The index of the worker process is determined as md5(key) % N, where key = entity_type + ':' + entity_id and
N is the number of worker processes in the system.
The index is computed automatically by TaskQueueWriter and passed to RabbitMQ as the routing_key of the message.
With this approach, each entity record is always processed by a specific worker, so there is no need to lock records or otherwise synchronize the workers. Also, all the tasks related to a single entity are guaranteed to be processed in the same order as they were written to the main queue.
Since the routing key must be given when a task is written, each system component writing tasks must know how many
worker processes are there - this is defined in the configuration (worker_processes key).
There always must be this number of worker processes running.
Each worker must know its index, which is passed as a program parameter.
The main/global queue system (RabbitMQ) only distributes the tasks among worker processes. But each process have multiple worker threads. The distribution to threads within a process is done in a similar way -- using local queues (one for each thread) and distribution based on the hash of entity ID. See the right part of the picture above.
The block labeled as QueueReader is an instance of TaskQueueReader class with UpdateManager._distribute_task()
method set as the callback to call upon receiving a task from the global queue.
This method determines the index of the worker thread (as hash(etype+id) mod num_threads) and puts the task into its
local queue.
Each thread reads tasks from its queue and processes them.
If, during task processing, an update of another entity record is required, a new task is issued by calling
UpdateManager.update().
This method passes the task to an instance of TaskQueueWriter,
which determines the target worker process index and put the task to the global queue.
Each task received from RabbitMQ must be acknowledged when it is successfully processed (unacknowledged tasks are kept in the queue and re-delivered in case the worker disconnects (e.g. crashes) and connects again).
Tasks are being acknowledged automatically by UpdateManager when they are read from local queue, just before they
are passed for processing.
Therefore, in case of unexpected worker shutdown, the tasks "pre-fetched" in local queues are still unacknowledged and will be re-delivered after recovery.

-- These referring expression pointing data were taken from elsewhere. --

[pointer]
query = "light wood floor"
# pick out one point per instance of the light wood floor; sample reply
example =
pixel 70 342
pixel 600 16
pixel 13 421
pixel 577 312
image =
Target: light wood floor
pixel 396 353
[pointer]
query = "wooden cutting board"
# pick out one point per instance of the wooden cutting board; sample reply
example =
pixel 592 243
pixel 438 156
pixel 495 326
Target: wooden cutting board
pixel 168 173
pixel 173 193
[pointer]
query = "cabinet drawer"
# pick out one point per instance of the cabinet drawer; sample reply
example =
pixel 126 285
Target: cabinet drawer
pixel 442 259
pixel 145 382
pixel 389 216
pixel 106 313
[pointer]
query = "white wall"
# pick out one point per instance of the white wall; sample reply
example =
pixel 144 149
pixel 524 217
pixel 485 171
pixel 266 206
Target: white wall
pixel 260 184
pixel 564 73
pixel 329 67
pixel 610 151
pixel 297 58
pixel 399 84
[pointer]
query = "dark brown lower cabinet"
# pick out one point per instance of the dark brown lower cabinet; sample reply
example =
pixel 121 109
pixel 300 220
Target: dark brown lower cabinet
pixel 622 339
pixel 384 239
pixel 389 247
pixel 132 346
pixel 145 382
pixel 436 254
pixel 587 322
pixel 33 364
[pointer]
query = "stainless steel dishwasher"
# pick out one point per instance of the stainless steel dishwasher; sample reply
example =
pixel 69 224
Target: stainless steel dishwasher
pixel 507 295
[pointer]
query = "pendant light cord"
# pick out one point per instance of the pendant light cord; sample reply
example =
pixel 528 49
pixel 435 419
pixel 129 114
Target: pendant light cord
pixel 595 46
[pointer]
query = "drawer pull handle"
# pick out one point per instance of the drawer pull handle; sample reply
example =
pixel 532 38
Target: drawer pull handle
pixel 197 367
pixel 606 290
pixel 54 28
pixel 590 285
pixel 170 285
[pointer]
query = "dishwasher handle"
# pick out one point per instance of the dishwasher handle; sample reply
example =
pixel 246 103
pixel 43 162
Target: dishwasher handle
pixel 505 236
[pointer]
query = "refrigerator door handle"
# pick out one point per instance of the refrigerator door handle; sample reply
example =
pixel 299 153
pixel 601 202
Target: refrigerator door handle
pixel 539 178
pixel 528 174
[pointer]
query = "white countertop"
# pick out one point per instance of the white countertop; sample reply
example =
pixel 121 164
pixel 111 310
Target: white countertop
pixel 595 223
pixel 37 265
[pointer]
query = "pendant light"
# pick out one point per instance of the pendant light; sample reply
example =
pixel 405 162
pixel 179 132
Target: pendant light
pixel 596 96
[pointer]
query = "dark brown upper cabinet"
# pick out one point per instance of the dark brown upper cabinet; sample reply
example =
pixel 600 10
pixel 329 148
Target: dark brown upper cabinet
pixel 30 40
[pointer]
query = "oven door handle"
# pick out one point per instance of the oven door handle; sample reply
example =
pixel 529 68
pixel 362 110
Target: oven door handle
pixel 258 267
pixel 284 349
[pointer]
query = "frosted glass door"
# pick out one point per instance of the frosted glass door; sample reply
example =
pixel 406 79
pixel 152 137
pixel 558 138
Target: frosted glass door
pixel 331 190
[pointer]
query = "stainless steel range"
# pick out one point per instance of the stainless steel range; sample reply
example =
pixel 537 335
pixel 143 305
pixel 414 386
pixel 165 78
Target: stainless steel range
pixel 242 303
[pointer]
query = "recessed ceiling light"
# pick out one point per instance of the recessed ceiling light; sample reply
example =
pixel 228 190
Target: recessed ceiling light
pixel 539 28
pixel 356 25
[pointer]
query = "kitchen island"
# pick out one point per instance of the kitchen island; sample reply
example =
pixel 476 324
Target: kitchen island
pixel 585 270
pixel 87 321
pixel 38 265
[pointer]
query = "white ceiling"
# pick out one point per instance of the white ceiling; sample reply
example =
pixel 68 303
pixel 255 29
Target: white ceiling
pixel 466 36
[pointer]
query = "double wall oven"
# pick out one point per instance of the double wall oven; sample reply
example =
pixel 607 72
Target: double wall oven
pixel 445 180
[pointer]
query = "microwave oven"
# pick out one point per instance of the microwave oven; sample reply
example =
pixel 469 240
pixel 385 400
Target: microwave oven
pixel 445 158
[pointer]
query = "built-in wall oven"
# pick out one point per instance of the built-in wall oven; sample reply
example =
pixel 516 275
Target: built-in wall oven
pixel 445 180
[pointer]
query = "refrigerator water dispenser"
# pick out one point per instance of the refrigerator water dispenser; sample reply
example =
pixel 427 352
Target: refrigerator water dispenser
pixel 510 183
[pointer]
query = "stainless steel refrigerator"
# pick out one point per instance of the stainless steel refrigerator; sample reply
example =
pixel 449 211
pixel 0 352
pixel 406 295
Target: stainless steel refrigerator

However, all the tasks currently being processed are lost (this is because we do not know in which phase the processing was interrupted and therefore if some changes were already made; also, one of these tasks may be the cause of the crash, so we don't want it to be re-delivered).
TODO: move to separate page
Each task is a 3-tuple specifying the entity record to work with and the list of operations to perform:
-
etype: Type of the entity, e.g.'ip'or'asn'. -
eid: Identifier of the entity, e.g.'1.2.3.4'or2852 -
requested_changes: A list of n-tuples specifying the operations to perform. Each tuple has the following format:(operation, key, [value/params, ...])- Generally they usually mean to perform given operation (e.g.
set,add,add_to_set) with the value of given attribute (key) in the record. - A special operation type is
event, which does not change any attribute, but can be used to trigger handler functions in the modules. The second parameter is then the event name (which should start with!by convention). - If the operation is prefixed by
*, it is weak, which means to not create the entity record if it does not exist (default is to create a new one in such case). - Full documentation is currently only available as a comment in the beginning of the update_manager.py file.
In the queueing system, the tasks are encoded as JSON strings (witch a special way of encoding and decoding datetime and timedelta objects).